A relaxation of the mixed fund rules to make it easier for individuals to taken advantage of this TRF has been promised.

Overseas Workday Relief (OWR)

Eligibility for OWR will be reformed in line with the new regime. For the first three years of tax residence OWR will continue to provide income tax relief for earnings relating to overseas duties where there is a mixed UK/overseas employment contract. In contrast to the current regime these earnings can be able to be remitted to the UK without any tax charge.

More on trusts

From 6 April 2025, the protection from tax on future income and gains as it arises within trust structures (whenever established) will be removed for all current non-doms and deemed dom individuals who do not qualify for the new 4-year FIG regime. This means that, unless the 4-year FIG regime applies to an individual, they will be taxed on post 5 April 2025 trust income and gains in the same way as a UK dom.

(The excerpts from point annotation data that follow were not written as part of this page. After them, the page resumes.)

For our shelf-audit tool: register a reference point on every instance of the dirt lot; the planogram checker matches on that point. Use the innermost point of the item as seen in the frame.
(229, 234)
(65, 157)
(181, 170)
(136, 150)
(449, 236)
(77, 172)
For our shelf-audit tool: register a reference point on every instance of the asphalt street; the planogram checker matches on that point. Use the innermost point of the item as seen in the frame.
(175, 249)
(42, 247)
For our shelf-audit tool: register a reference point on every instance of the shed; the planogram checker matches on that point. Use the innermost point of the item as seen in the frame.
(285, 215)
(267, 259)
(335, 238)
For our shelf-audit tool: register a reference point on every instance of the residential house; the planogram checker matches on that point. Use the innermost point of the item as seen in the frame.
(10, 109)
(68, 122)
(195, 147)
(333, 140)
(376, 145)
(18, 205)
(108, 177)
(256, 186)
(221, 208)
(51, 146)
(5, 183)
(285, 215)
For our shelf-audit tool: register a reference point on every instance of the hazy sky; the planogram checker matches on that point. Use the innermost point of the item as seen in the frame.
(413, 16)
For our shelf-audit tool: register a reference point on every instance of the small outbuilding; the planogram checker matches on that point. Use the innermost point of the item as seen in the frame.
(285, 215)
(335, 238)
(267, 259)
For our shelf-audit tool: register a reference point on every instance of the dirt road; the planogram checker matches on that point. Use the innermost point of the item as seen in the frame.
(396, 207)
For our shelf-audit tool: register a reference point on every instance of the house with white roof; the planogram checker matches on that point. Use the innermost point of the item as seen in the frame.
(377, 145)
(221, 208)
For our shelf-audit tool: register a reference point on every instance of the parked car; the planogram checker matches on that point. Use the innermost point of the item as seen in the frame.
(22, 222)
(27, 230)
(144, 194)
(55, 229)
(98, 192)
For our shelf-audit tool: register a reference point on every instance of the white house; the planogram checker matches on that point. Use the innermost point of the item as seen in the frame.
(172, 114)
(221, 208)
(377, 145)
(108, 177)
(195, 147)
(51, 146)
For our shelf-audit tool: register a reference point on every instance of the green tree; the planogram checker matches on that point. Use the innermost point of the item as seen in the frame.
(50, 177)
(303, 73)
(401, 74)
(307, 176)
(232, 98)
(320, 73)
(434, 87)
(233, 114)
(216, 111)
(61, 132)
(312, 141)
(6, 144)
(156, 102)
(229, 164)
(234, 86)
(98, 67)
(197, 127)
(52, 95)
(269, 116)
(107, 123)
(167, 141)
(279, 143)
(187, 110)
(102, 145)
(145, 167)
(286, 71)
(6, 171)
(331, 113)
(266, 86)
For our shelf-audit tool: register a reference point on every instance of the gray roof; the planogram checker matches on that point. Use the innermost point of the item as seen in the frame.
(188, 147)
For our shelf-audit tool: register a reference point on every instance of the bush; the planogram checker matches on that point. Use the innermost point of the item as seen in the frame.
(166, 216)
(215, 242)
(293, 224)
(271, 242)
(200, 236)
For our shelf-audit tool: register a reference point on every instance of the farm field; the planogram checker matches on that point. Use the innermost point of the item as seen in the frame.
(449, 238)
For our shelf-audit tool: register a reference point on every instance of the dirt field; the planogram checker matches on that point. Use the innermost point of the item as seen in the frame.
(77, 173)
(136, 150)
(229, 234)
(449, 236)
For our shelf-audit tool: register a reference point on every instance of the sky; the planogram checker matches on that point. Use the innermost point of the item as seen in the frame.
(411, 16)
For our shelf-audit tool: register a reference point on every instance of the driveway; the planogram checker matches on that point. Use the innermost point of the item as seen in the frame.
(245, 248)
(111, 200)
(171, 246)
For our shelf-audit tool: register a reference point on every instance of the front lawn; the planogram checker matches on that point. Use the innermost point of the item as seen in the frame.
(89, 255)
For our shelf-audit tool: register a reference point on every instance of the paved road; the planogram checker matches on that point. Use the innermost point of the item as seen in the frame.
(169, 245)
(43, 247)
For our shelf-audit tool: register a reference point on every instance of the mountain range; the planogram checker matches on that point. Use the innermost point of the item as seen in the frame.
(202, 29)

FIG that arose in protected non-resident trusts before 6 April 2025 will not be taxed unless matched to distributions or benefits (whether UK or foreign) paid to UK residents who are not sheltered by the 4-year rule- in that event by the way the legislation will purportedly not view the payment/benefit as giving rise to a matching event so the trust income and/or gains pools will not be reduced. The onwards gifts rules will need to be modified.

What about IHT?

The government has also announced an intention to move to a residence-based regime for Inheritance Tax, with plans to publish a policy consultation and draft legislation on these changes (including a possible a 10-year exemption period for new arrivals and a 10-year tail for those who leave the UK- eeeesh!) later in the year. Apparently if you set up an offshore trust before April 2025 then it will be safe from IHT!

The abolition of the non-UK dom regime promises a further £2.7bn per year by 2028/29 into UK PLC (in addition to the £8.5 billion which non-UK doms already pay in UK tax each year). The draftsmen/women have until 6 April 2025 to get it right! The temporary non-resident rules will require some attention! And don’t tear up the mixed fund rules just yet!

Aside from the non dom changes, points to note included….

The Government are still dreaming of a day when National Insurance no longer exists…. but for now the Tories announced a plan to reduce the main rate of primary Class 1 National Insurance contributions by 2 percentage points from 10% to 8% from 6 April 2024. Self-employed individuals will also benefit from a further reduction in the rate of Class 4 from 8% to 6%.

Hidden in the tax related documents are some anticipated Anti-Fisher Provisions- measures to amend the transfer of assets abroad provisions by applying a charge to tax where relevant transfers are carried out by a closely-held company which an individual has a qualifying interest in.

The higher rate of CGT charged on residential property gains is reduced from 28% to 24% for disposals made on or after 6 April 2024. Presumably they are still keeping 28% for carry- they seemed to leave carry alone.

We will have a new UK ISA with its own allowance of £5,000 a year for investment into UK equities.

The Furnished Holiday Lettings tax regime will be abolished from 6 April 2025. There is an anti-forestalling rule, effective from 6 March 2024, to “prevent the obtaining of a tax advantage through the use of unconditional contracts to obtain capital gains relief under the current FHL rule”.

HICBC whilst amends to this will be welcome in April 2026 unfortunately it has not been scrapped altogether and we are teetering on the brink of household taxation here. For now the threshold has been increased to £60,000pa.